2.3) We would like to select the movies that Brad Pitt made between 1995 and 2000. The data frame stores the year as the variable pitt$Year. A movie was made on or after 1995 if it is true that:

        1995 <= pitt$Year
A movie was made between 1995 and 2000 if it is true that:
        1995 <= pitt$Year & pitt$Year <= 2000
We can use this logical expression to select the rows we want; for now, we will suppose that all the column information is interesting to us. The format of the command we want to use is
        new dataframe <- old dataframe [ rows, columns ]
so, to select from pitt the rows (movies) in the given year range, we type:
        pitt2 <- pitt [ 1995 <= pitt$Year & pitt$Year <= 2000,  ]
Notice the comma in the above command; it separates the row selection (range of years) from the column selection (which we did not use).

2.4) Now we want to consider movies made after 2007, and we only want to list the title (column 1) and gross receipts (column 3). What form of the bracket command will display title and gross for just these 9 movies?

        pitt [ ?, ? ]

3: Dealing with Missing Data

We'd like to print and plot the data in the gross receipts column of the data file. However, note that this column has many NA entries, either because the data has been lost over time, or because the movie hadn't actually been released when the data file was created. The NA values work fine when we print information. But how is R going to handle them when we try to select or plot information?

3.1) To try to get an idea of whether there will be a problem, let's use the bracket notation, and ask for a list of all movies for which the gross receipts were more than $150,000,000. If you check the data first, by using the print() command, you will see that there are just two such movies, "Mr and Mrs Smith" and "Ocean's Eleven". Let's try asking R this question:
        pitt [ 150000000 <= pitt$Gross, ]
Unfortunately, we see the two movies we want, but also every movie for which the gross receipt information has the NA value.

If we are interested in gross receipts, then the records for which no such information is available are of no interest to us. And it looks as though our selection commands won't work properly when NA data is involved. What can we do?

3.2) The right approach is to make a copy of the data frame that drops those records that don't have gross receipts information. In other words, we want to make a new data frame by selecting those records for which the gross receipts are not "NA". To ask if a number is an NA, we write

        is.na ( number )
To ask if a number is not an NA, we write
        !is.na ( number )
To ask if the number pitt$Gross is not an NA, we write
        !is.na ( pitt$Gross )

Make a new data frame, called pitt2, containing the records for which gross receipt information is available, by typing

        pitt2 <- pitt [ !is.na ( pitt$Gross), ]
 
The print() command can be used to verify that your command selected the correct data.

3.3) Now repeat your question, asking which movies had gross receipts of $150,000,000 or more, but ask it about the pitt2 data frame! If you ask this question correctly, you see exactly two movies listed.

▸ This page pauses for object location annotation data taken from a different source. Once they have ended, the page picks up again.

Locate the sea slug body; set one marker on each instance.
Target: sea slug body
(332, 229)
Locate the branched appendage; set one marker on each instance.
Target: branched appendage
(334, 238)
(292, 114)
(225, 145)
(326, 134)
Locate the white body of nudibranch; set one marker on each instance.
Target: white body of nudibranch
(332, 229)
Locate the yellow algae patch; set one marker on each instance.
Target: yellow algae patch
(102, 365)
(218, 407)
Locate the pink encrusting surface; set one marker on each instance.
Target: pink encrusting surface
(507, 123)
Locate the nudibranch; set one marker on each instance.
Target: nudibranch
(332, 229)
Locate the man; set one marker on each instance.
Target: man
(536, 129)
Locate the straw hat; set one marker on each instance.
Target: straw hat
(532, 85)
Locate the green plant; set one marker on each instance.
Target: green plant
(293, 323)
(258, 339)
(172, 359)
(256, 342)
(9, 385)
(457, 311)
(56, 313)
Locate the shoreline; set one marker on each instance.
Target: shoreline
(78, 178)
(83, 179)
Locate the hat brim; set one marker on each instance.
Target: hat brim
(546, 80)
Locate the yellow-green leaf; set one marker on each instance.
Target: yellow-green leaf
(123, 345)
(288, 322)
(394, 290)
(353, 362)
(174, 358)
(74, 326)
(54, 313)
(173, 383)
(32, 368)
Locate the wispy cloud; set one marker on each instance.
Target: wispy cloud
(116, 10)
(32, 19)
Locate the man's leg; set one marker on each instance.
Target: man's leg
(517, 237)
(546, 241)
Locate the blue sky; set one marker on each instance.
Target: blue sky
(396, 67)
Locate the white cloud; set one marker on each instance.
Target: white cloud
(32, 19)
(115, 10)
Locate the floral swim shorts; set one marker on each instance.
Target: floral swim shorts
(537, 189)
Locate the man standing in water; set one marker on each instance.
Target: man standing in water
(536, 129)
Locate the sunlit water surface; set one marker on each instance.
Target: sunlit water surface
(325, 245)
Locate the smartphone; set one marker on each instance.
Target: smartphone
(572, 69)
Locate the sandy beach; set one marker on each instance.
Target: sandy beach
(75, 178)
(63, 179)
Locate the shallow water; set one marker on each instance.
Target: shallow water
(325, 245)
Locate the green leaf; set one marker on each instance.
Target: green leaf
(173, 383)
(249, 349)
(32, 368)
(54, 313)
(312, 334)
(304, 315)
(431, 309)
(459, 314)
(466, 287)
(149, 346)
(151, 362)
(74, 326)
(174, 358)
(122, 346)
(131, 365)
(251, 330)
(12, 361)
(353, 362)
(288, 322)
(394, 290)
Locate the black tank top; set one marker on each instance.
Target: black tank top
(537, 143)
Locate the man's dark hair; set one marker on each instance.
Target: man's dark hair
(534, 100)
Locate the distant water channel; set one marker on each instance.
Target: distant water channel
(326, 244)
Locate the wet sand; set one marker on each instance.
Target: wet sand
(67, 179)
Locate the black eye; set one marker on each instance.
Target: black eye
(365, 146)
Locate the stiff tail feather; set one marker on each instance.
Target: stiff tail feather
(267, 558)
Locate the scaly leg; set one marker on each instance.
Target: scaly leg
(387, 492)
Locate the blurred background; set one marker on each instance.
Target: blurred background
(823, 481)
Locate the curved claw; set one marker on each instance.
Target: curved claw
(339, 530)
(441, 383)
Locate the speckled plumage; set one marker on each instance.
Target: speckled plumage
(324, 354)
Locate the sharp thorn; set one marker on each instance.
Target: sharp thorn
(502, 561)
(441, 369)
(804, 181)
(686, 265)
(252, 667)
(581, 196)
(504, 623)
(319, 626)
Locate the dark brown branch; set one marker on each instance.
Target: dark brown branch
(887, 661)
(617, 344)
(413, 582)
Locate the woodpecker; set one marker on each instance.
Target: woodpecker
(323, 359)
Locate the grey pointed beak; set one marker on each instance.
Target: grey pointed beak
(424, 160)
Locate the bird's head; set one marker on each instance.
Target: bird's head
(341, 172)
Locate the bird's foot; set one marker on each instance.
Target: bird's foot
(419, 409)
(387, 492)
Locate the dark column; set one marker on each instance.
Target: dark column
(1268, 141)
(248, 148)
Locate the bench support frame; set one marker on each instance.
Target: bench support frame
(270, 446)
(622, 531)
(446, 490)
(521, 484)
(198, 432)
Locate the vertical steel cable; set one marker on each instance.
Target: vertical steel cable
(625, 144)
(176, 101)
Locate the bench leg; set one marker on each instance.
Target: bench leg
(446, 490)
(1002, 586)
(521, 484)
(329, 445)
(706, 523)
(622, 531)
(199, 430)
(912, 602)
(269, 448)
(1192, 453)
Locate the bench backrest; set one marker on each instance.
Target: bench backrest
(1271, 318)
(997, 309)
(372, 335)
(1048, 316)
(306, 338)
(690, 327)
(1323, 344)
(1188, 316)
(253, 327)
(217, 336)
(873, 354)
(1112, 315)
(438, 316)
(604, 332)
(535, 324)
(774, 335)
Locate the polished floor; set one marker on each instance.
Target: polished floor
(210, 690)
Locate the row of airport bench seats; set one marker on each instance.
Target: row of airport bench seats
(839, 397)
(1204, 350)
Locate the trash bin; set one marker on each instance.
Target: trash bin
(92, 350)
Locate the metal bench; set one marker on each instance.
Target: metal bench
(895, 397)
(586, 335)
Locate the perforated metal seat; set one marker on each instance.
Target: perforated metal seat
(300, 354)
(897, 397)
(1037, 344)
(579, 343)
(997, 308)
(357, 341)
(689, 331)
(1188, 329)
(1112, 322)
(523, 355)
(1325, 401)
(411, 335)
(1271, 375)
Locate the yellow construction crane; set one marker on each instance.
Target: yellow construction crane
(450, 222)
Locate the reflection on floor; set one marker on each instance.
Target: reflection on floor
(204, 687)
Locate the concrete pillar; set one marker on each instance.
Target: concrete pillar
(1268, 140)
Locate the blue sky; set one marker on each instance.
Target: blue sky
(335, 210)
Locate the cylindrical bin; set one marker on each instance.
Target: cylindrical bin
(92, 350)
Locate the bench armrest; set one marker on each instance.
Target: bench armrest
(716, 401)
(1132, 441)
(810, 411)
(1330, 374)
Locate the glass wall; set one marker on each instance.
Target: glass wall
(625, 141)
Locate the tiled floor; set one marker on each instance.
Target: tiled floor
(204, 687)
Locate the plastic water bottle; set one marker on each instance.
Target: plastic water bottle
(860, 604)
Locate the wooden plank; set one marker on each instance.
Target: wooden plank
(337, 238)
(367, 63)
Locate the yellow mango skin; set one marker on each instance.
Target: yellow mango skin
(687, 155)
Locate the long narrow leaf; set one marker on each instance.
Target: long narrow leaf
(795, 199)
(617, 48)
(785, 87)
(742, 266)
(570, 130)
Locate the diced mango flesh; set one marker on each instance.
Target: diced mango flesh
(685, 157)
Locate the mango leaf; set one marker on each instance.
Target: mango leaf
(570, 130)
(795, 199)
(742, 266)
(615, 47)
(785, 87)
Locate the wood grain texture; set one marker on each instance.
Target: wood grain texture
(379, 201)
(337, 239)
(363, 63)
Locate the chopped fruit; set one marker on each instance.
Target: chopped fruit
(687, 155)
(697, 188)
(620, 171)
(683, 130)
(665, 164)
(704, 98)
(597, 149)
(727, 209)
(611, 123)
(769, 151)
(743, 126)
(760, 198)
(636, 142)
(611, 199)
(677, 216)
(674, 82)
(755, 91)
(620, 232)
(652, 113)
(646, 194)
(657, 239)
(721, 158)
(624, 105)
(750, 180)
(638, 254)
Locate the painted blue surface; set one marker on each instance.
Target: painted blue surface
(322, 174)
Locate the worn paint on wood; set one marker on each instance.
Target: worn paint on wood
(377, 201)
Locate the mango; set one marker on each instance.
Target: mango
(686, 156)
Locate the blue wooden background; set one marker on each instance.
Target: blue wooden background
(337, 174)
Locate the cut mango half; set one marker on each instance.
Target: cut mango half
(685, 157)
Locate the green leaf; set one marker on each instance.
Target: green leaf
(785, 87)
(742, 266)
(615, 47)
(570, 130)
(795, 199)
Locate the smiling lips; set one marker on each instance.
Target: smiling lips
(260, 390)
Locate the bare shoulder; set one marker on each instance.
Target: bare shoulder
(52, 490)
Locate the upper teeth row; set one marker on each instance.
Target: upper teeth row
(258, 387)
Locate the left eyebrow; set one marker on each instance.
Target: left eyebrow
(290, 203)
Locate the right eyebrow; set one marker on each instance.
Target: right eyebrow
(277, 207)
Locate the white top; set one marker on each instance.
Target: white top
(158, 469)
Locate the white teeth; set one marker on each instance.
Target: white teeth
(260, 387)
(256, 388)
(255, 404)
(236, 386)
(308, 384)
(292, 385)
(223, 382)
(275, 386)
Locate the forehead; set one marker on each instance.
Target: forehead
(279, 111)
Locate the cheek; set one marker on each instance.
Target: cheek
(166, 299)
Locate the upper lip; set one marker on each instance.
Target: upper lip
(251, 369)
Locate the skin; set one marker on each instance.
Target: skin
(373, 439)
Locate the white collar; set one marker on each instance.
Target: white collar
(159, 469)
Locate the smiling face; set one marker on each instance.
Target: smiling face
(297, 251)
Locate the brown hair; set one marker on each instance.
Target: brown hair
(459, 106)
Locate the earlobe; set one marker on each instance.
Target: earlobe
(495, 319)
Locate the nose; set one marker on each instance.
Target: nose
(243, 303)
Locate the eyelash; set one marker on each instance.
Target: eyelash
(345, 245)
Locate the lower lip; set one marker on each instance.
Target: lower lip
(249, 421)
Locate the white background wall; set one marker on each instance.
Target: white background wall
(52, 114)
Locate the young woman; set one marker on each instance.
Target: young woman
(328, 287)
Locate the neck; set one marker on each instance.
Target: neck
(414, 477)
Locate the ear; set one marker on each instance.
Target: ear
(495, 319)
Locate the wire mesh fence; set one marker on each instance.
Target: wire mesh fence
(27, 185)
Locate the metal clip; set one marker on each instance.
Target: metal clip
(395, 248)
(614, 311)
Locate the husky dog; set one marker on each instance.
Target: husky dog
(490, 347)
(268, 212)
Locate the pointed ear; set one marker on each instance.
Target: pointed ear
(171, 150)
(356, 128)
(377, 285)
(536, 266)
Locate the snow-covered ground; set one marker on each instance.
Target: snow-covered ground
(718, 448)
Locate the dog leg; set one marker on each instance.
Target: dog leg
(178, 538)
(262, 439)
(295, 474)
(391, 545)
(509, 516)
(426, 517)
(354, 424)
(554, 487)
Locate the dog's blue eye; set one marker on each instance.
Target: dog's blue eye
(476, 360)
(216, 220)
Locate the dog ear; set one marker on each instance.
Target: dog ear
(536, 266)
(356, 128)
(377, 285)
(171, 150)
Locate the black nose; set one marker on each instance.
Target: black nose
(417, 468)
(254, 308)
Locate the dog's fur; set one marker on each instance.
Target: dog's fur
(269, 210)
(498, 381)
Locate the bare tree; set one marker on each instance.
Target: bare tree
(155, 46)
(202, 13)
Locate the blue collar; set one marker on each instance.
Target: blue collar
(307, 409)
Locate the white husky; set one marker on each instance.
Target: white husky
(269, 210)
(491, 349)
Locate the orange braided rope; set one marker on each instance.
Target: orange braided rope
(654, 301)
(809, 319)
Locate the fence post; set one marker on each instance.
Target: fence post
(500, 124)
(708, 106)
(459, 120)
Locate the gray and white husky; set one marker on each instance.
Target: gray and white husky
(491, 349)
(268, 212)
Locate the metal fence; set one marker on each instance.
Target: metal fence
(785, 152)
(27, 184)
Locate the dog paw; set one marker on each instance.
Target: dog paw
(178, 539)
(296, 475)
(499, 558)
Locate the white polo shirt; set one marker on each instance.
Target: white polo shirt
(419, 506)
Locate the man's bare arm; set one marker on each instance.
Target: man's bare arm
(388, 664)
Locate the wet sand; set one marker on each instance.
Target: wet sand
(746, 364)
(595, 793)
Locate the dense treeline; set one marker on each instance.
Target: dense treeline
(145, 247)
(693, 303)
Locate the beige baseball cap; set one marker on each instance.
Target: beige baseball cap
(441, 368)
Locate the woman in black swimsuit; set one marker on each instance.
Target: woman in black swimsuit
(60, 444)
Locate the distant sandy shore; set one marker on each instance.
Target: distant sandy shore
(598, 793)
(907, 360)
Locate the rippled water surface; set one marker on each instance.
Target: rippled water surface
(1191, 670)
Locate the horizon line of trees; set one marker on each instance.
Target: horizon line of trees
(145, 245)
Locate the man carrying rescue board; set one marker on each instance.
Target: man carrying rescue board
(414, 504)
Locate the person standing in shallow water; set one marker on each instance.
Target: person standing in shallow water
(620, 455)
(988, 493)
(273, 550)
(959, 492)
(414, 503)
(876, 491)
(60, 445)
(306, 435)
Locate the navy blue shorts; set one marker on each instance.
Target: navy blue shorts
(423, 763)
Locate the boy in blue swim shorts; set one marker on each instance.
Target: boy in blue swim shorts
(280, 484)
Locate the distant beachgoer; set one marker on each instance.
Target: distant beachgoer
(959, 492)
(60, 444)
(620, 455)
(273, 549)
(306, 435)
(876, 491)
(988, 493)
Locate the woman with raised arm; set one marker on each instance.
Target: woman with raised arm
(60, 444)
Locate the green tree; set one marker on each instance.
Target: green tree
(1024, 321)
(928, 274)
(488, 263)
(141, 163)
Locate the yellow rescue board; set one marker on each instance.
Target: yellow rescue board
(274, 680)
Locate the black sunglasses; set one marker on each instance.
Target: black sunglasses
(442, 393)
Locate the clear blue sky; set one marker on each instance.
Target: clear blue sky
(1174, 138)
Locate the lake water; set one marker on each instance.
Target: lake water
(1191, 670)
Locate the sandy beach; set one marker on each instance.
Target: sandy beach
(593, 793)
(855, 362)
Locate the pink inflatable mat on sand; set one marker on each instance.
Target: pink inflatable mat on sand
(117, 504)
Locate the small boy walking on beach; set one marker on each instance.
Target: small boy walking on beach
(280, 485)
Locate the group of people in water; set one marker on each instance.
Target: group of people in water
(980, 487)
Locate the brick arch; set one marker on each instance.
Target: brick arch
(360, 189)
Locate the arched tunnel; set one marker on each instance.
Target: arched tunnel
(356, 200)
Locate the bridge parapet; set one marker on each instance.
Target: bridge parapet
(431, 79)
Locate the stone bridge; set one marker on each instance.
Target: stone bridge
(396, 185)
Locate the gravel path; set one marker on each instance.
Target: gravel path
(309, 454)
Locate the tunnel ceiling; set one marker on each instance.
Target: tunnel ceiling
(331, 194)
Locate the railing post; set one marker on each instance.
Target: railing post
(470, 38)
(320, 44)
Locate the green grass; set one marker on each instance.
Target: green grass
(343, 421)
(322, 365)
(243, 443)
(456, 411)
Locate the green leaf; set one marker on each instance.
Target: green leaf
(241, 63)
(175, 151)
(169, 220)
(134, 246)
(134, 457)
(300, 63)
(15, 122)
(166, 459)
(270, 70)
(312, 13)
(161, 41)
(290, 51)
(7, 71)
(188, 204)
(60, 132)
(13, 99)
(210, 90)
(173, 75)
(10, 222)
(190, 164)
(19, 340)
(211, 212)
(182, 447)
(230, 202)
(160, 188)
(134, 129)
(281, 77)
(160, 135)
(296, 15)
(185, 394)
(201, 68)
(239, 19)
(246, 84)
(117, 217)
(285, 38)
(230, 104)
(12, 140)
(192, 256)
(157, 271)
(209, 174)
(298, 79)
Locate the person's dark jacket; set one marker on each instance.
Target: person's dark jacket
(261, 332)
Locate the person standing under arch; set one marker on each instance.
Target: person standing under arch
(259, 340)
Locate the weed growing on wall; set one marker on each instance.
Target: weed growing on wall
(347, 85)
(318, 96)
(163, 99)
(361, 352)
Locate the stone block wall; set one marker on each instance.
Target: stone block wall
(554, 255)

3.4) Use the barplot() command on the pitt2 gross receipts data to illustrate the hits and flops.

4: Grouping Data

4.1) This part of the lab requires that you start by copying a large CSV file called movies_2010.csv. Now start R and use the read.csv() command to read this file into the data frame "movie1". This file includes header information, so be sure to read that correctly. Since the file is large, don't use the print() command! Instead, try the summary() command. The first column is labeled "Rank", and you should see that it runs from 1 to 670; indeed, there are 670 movies in this file.

4.2) Suppose we want to look at the gross receipts for movies distributed by IFC Films. That means we want to look at movies based on the "Distributor" field. However, as the summary() command indicates, there are 39 movies for which the "Distributor" is listed as "NA". R has trouble working with NA data, so our first task is to make a new dataframe containing only the movies for which "Distributor" is not "NA".

The movies (rows) we want to select are those for which the distributor is not an NA value. So we are looking at the movie1 dataframe, at column Distributor, and we want to select those rows for which this value is not NA. R uses the function is.na() to report that a value is NA; an exclamation mark reverses this check, so that we are picking up the non-NA values:

        movie2 <- movie1 [ !is.na ( movie1$Distibutor ), ]
      
Use the summary() command on the movie2 data frame. Under the Distributor heading, there should be no NA values. If you look closely at the Title heading, you should be able to see that there are now 631 movies in the new data frame.

4.3) Now that the Distributor column is cleaned up, we can make a new data frame that selects movies based on the Distibutor value. In particular, we could pick out movies distributed by IFC Films:

        movie3 <- movie2 [ movie2$Distributor == "IFC Films", ]
      
Here, the summary() command should show 33 films in the new data frame; the highest ranking movie came in at 182.

4.4) Since there are just a few movies in this data frame, use the print() command to report the information for them.

4.5) Use the barplot() command to plot the gross receipts for each of the movies distributed by IFC Films. This plot should suggest that IFC Films had just two moderately successful films (gross more than $1,000,000) while the remaining films typically had gross receipts of around $500,000 or less.


Last modified on 24 November 2011.